Each of these steps can fail and can originate different consistency issues:
The broker, or the connection between the order service and the broker, can be unavailable. The order service will fail to publish the message to the broker.
After receiving the message, the broker can lose the connection with the order service, or the service can crash, failing to acknowledge the message’s reception.
The inventory service, or the connection between the inventory service and the broker, can be unavailable. The broker will fail to deliver the message to the consumer.
The consumer, in this case the inventory service, can fail to acknowledge the reception and processing of the message to the broker.
Depending on the behavior of the producer and the consumer, we can have different message delivery semantics:
At-most-once delivery: Messages might fail to be delivered but won’t be delivered more than once. For example, in Figure 7-6, if the order service publishes a message but the message broker has an internal error persisting the message and returns an error, the message might not have been processed by the broker. With at-most-once semantics, the order service when faced with this error won’t retry the operation. Meaning messages will never be duplicated, but not all messages will reach the consumers. We avoid duplicate messages, but we also accept that we can lose messages.
At-least-once delivery: Messages will always be delivered but might be delivered more than once. In the same use case we discussed before, if the order service didn’t receive an acknowledgment from the broker, it could retry the operation. The broker already received the message and only failed to acknowledge it. By retrying, we would end up publishing a duplicate message. Thus, we guarantee messages are always delivered but might be more than once.
Exactly-once delivery: Messages will always be delivered to the consumers without duplicates. In this case, the order service might receive an error, and even by retrying the operation, the message would arrive only once to the inventory service. Exactly-once is the most desirable delivery semantic but is also exceptionally hard to guarantee in a distributed system.

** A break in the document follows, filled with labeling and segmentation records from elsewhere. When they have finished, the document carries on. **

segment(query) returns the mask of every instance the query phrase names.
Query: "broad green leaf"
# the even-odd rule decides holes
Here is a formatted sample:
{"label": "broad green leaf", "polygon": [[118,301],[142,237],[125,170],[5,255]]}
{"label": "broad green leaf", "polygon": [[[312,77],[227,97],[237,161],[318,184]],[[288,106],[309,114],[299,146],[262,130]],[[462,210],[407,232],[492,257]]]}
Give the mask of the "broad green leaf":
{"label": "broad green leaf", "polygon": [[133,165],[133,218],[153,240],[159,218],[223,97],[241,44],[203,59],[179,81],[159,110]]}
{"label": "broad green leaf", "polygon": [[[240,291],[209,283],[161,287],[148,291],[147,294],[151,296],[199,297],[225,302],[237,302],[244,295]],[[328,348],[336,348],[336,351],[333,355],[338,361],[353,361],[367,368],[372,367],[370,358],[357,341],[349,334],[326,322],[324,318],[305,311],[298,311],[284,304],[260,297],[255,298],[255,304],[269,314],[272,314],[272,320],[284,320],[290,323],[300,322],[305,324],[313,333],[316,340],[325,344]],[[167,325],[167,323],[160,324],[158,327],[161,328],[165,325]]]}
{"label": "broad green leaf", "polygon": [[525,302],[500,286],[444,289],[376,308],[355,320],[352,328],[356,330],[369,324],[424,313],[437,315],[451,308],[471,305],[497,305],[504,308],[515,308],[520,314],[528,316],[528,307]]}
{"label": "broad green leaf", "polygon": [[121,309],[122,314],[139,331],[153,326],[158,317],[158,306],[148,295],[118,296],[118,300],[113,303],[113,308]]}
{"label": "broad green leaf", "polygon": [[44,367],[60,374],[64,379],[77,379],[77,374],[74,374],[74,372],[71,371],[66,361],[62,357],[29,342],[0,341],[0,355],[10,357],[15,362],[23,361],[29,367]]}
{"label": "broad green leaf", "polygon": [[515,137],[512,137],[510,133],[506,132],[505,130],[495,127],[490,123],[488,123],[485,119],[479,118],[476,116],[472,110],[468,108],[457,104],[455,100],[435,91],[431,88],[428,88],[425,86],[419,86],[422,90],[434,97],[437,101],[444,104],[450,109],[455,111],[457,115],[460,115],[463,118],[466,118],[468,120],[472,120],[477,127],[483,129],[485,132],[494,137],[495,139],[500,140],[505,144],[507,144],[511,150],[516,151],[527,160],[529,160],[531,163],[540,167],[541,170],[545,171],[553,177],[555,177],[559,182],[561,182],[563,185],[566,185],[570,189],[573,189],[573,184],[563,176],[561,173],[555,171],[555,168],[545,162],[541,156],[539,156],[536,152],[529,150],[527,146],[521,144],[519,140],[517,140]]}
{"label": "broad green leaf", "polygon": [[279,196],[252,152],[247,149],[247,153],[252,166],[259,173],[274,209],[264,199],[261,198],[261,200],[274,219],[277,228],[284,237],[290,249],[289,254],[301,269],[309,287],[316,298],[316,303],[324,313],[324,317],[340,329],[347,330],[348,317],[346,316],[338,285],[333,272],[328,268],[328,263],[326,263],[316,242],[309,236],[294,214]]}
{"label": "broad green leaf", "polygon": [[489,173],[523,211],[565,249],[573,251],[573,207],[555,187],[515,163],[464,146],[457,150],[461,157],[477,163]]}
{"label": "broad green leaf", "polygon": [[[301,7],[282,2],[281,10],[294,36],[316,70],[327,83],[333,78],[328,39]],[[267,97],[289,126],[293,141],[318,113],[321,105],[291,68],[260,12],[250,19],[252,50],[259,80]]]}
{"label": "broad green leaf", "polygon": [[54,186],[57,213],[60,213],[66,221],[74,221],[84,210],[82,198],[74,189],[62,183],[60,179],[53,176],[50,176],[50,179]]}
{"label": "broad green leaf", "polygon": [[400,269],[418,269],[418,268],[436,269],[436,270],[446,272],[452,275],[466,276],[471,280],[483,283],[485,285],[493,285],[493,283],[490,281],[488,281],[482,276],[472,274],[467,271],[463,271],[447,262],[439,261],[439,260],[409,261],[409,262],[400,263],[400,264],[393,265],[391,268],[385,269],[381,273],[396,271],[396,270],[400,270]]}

Achieving at-least-once delivery can be straightforward, and by designing the event consumption to be idempotent, we can avoid incorrect states if duplicates are found. We might have duplicate work, but it likely won’t be significant if we process a handful of messages twice in a range of thousands or millions of events. Designing for idempotency makes the overall system more resilient and flexible (rewinding the event stream can be a valid approach, for example).